The non-obvious motivator for microformats is that users should control their own data. There shouldn’t be the barriers to moving your email from one email program to another that there are today, for example. Simple, focused, and most importantly open standards can make it possible for users to take their data and jump ship if a given application/service isn’t up to scratch and take that data to a better service.

Great for users, but why would any company want this? The game so far has always been to lock users into a piece of software by storing that data in a proprietary format and throwing up barriers to moving that data elsewhere. The argument for open standards is that knowing that a company will make it easy for you to take your business elsewhere will lead you to trust that company with your data much more readily. Furthermore, the benefit of potentially using the same data format as related services means that your application can benefit from the work of others that will popularize and enhance the potential of that data format.

Tantek then took us through a brief history of microformats, demonstrating those that are available today in the order they arose. Particularly captivating were the hCard and hCalendar formats, which let you embed contact and event data in your Web pages in a standardized format that can be read by vCard and iCalendar compatible applications through a simple bookmarklet.

Microformats seem to be going from success to success in terms of adoption in the wild (e.g. 40,000+ Avon representatives now have hCard contact details online—the first personal data format in history to be adopted more quickly by women than by men?), and Tantek outlined some of the design decisions that were made for microformats that he believes are fuelling that adoption:

  • Microformats are stylable and visible on the Web, not hidden away where only search engines can see them.
  • Microformats work today.
  • Microformats can be implemented with little or no cost.
  • Microformats can be coded by hand.
  • Microformats can be embedded in existing types of content without disturbing them.

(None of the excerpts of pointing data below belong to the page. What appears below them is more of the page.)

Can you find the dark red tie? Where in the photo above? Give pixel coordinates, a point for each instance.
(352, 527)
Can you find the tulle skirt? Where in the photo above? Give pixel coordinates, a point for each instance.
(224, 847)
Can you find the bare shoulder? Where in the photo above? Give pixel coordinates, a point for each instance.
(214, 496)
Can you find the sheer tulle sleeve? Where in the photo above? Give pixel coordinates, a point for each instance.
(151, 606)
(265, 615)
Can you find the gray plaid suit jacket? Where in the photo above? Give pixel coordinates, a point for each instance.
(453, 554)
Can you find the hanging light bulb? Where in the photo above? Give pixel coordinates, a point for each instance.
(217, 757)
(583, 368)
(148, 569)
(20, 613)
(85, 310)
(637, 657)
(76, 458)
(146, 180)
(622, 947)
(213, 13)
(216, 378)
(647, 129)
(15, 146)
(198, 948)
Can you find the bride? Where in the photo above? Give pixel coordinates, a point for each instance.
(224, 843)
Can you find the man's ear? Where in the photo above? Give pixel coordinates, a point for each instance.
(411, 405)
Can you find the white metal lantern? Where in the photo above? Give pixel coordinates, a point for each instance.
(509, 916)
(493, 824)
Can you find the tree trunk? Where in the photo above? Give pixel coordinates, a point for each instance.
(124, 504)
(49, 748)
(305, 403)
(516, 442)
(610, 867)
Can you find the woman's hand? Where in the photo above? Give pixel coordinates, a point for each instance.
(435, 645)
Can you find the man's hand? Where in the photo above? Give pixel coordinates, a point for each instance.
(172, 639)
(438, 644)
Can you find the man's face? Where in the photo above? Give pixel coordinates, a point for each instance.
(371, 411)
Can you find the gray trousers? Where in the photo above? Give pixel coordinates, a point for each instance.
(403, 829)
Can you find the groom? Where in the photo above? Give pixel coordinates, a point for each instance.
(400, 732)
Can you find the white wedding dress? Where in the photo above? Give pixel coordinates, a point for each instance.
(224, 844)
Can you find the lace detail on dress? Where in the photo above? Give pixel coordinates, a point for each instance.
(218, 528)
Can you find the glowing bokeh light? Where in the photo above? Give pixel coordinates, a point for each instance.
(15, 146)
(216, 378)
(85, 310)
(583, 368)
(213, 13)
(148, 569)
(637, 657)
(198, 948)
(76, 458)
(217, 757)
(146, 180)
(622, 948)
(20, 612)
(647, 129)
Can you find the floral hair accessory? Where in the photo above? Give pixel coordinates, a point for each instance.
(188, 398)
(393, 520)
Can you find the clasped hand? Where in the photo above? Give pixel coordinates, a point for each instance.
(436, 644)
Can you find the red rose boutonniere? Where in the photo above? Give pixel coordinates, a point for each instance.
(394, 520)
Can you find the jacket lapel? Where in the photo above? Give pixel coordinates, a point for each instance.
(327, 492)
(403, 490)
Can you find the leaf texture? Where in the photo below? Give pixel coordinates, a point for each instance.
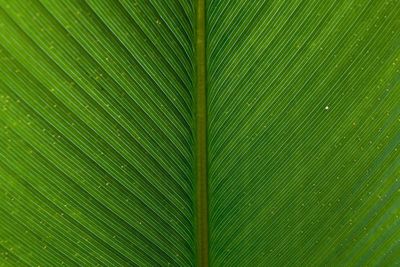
(99, 136)
(96, 133)
(303, 134)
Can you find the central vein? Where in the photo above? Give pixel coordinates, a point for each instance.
(201, 137)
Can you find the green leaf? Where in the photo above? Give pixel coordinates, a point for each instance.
(304, 139)
(199, 132)
(96, 133)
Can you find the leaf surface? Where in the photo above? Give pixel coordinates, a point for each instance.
(304, 119)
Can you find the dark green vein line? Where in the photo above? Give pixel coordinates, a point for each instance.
(201, 136)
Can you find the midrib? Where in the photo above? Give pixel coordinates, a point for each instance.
(201, 137)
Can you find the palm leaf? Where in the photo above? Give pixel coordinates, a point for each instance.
(228, 133)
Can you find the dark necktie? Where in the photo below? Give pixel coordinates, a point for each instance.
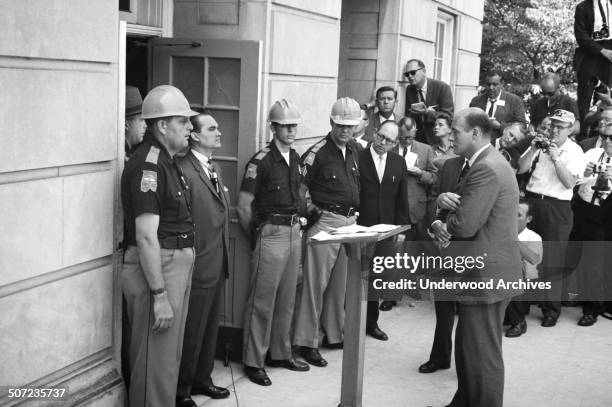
(464, 170)
(490, 112)
(212, 174)
(421, 97)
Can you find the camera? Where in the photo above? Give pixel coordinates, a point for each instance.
(601, 167)
(602, 34)
(602, 183)
(542, 144)
(597, 85)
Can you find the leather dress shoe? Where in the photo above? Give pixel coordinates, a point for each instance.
(387, 305)
(212, 391)
(430, 367)
(185, 402)
(257, 375)
(377, 333)
(549, 321)
(312, 356)
(291, 364)
(587, 320)
(517, 330)
(325, 344)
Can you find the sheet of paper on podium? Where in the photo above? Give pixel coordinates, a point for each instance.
(411, 159)
(353, 231)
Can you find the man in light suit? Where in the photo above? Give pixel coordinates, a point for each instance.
(386, 97)
(421, 175)
(503, 108)
(383, 198)
(210, 208)
(483, 211)
(424, 98)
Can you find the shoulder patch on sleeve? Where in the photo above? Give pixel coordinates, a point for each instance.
(310, 158)
(153, 155)
(251, 171)
(312, 153)
(318, 146)
(262, 153)
(148, 182)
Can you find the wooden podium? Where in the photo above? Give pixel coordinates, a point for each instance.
(359, 250)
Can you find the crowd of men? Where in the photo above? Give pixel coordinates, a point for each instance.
(488, 174)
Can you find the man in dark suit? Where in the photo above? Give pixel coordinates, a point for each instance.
(485, 213)
(425, 97)
(551, 100)
(209, 204)
(503, 108)
(441, 349)
(382, 197)
(386, 97)
(421, 175)
(593, 56)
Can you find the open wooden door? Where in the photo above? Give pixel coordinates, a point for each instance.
(224, 77)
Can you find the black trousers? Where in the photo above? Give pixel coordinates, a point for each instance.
(478, 356)
(589, 258)
(516, 311)
(592, 65)
(552, 220)
(442, 347)
(200, 339)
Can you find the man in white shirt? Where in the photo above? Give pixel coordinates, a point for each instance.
(530, 246)
(359, 136)
(210, 209)
(386, 97)
(554, 165)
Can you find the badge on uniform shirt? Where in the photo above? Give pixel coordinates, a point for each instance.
(310, 158)
(148, 181)
(251, 171)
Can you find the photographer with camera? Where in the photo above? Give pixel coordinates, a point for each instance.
(593, 57)
(593, 191)
(554, 164)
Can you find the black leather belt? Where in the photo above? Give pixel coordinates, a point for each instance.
(540, 196)
(177, 242)
(343, 210)
(279, 219)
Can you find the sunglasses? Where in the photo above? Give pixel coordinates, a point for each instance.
(412, 73)
(385, 139)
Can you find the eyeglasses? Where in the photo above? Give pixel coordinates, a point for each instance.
(385, 139)
(412, 73)
(558, 127)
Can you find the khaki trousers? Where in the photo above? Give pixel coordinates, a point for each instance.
(269, 307)
(155, 357)
(321, 306)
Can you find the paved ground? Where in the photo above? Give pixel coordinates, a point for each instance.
(564, 366)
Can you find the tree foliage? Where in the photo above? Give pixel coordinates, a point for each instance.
(526, 38)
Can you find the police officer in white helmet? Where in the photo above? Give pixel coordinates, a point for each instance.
(159, 256)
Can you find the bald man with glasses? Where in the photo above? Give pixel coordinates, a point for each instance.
(424, 98)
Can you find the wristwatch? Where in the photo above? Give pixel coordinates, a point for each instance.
(158, 291)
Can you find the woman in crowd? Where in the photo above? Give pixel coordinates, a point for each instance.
(442, 149)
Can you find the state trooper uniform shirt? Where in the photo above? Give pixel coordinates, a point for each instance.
(330, 178)
(274, 184)
(152, 182)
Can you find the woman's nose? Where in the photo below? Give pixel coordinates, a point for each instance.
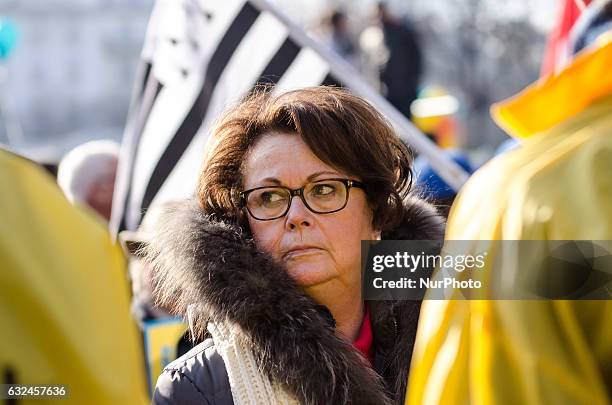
(298, 215)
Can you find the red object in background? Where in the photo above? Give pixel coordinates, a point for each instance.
(556, 46)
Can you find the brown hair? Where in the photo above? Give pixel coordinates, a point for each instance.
(341, 129)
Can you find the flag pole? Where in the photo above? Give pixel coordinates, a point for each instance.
(453, 174)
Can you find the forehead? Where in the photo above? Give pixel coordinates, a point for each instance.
(284, 157)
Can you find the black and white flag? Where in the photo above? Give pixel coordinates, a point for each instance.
(200, 57)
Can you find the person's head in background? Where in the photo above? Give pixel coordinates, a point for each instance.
(86, 174)
(338, 21)
(593, 26)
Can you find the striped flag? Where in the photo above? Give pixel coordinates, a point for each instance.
(200, 57)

And best of all, microformats are integral to the Web 2.0 culture of freeing up data to be accessed and used by interoperable services without locking that data into a centralized repository.

Designing the Next Web: The principles of user-centered design translated for Web 2.0, Jeff Veen

This was the mandatory Web 2.0 session of the conference, and thankfully Jeff brought all the energy to the stage that this new movement/technology/architecture/whatever while simultaneously dispelling all of the hype. Jeff put forward several ideas that are central to Web 2.0, then suggested that for developers in the trenches, Web 2.0 means tackling old problems using new platforms that embody these ideas.

So yes, podcasting is really just a new name for streaming audio, but it’s an open, standard platform for doing that, which has engendered all sorts of tools, communities, and possibilities that have never been available before now—as are wikis and blogs to content management systems, and as is anticipatory navigation (AJAX à la Google Maps) to previous Web mapping technology.

Web 2.0 means treating your users as participants in building the value of your offerings. Web 2.0 means being open and relinquishing control over data (yours and your users’). Web 2.0 means giving the easy stuff away to the community and charging for the hard stuff. Web 2.0 is exciting, and I can’t wait to find my place in it.

Tomrrow, a summary of my experience at WE05 and of what I took away from it. Until then, I’m off to get some sleep!